Key Concepts: RTO, RPO & DR Tiers
Before diving into implementation, it is critical to establish shared vocabulary and align on your business recovery objectives. Two metrics drive every DR architecture decision:| Metric | Definition | Impact on Architecture |
|---|---|---|
| RTO | Recovery Time Objective — maximum acceptable downtime before services are restored. | Low RTO requires pre-provisioned standby environments, warm clusters, and automated failover. |
| RPO | Recovery Point Objective — maximum acceptable data loss measured in time. | Low RPO requires continuous replication (logical replication, streaming). Higher RPO can use periodic backups (pg_dump). |
DR Strategy Tiers
The industry broadly recognizes four DR strategy tiers, each with different cost and recovery trade-offs:| Strategy | Description | RTO / RPO | Cost |
|---|---|---|---|
| Backup & Restore | Periodic backups stored off-site. Infrastructure re-provisioned on demand. | RTO: hours. RPO: hours to days. | Low |
| Pilot Light | Minimal standby infra with data replication. Scale up during failover. | RTO: tens of minutes. RPO: minutes. | Moderate |
| Warm Standby | Scaled-down but functional environment. Quick scale-up on failover. | RTO: minutes. RPO: seconds to minutes. | Medium-High |
| Active-Active | Full duplicate production in multiple locations. Traffic served from all sites. | RTO: near-zero. RPO: near-zero. | High |
Recommendation — For most Qovery customers, the Pilot Light or Warm Standby approach offers the best balance of cost and recovery speed. Qovery’s Terraform provider makes it easy to maintain a fully provisioned standby environment at minimal operational cost.

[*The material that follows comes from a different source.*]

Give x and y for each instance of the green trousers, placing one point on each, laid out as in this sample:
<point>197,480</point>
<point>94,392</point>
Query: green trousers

DR Resilience Levels with Qovery
DR strategies can be structured around three escalating levels of resilience, each protecting against different failure scopes.Cross-AZ (Same Region)
This is the first level of resilience, protecting against single datacenter failures within the same cloud region. How to achieve this with Qovery:- AWS clusters — Qovery supports multi-AZ node pools natively. Production clusters should be configured with nodes spread across at least two or three availability zones.
- Scaleway / GCP / Azure — If multi-AZ node pools are not yet available directly through Qovery’s cluster creation UI, configure them at the cloud provider level and connect the cluster to Qovery.
- Kubernetes-native resilience — Deploy multiple replicas to ensure your workloads can tolerate the loss of a single availability zone.
- Qovery will leverage the underlying cluster topology. Your deployments will automatically benefit from the multi-AZ distribution configured at the node level.
Cross-Region (Same Cloud Provider)
This level protects against entire region outages. A standby cluster is provisioned in a different region of the same cloud provider. How to achieve this with Qovery:- Provision a second Qovery cluster in a different region using the Qovery Terraform provider (
qovery_clusterresource). - Declare a mirror environment on the standby cluster using parameterized Terraform configurations.
- Set up database replication between primary and standby regions.
- Keep the DR environment provisioned and continuously maintained. Do not create DR infrastructure during an incident.
- Failover is achieved through DNS or load balancer traffic switching.
Cross-Cloud (Multi-Cloud Failover)
The highest level of resilience protects against full cloud provider outages. A standby environment is maintained on a different cloud provider entirely (e.g., Scaleway to AWS, or AWS to GCP). How to achieve this with Qovery:- Qovery is cloud-agnostic and supports AWS, Scaleway, GCP, and Azure. You can manage clusters on different cloud providers from the same Qovery organization.
- Use the Qovery Terraform provider to declare clusters on both cloud providers with a consistent configuration.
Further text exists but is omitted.